Is there ever a way to undo the hurt inside of us? We can forgive and sometimes we even forget, but does it ever go away?
I was a victim of domestic violence before I was married, and when I think about that time in my life I do not hold anything against the abuser, nor do I remember all of the details, but I do know to this day I still feel a pit in my stomach if I see someone that looks like him. But I made the decision to take my life back, and as a result I was able to find true happiness in God, my husband and my family.
That being said, I am often tempted to google the abusers name or run a background check on him, but I usually dismiss these thoughts because I believe letting him have my focus in anyway is allowing him to have more of me than he should have ever been given.
About a year after Travis and I were married, I did look him up once. And I found out he was involved in a vehicular manslaughter in the same small town Travis and I were married, on the same day. I am sure there is a reason, and I know this mans heart, so I can honestly say he would probably want to take back the events of that day. However, because there was no reason for him to be in that town, on our day, that pretty much scared me into not wanting to know anything else.
But, does not knowing really make it go away? For years I have thought so, but I wouldn’t be truthful if I said I NEVER thought about him.
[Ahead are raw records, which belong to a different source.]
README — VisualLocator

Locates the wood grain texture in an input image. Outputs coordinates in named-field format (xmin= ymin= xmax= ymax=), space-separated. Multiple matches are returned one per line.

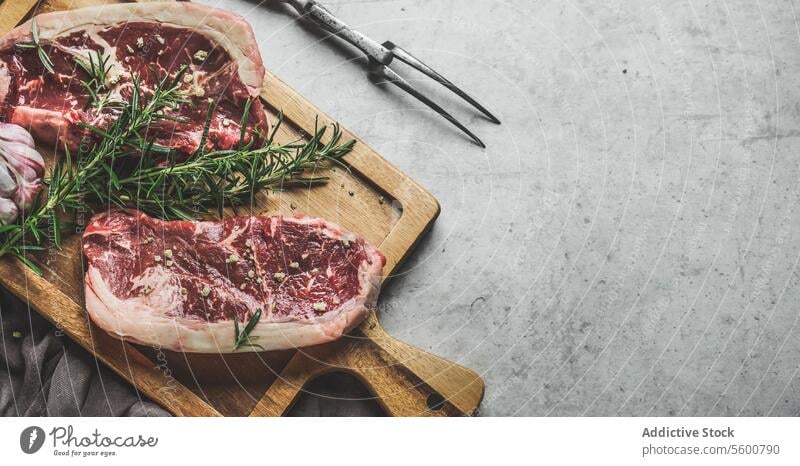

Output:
xmin=0 ymin=0 xmax=485 ymax=416
xmin=250 ymin=313 xmax=484 ymax=417
xmin=0 ymin=0 xmax=38 ymax=34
The memories may be completely emotional free, but they remain nonetheless. How do you rid the thoughts from your head? I have given that part of my life up to the Lord and he has released me from the guilt and pain, but some of the memories remain. Most things in my past I have used to help myself or others, but this memory appears to be lingering uselessly, for some unknown reason.
I supposed when I meet my maker I will have a huge ‘ah-ha’ moment since I will be able to see what He sees, but until then, I guess there is no taking it back.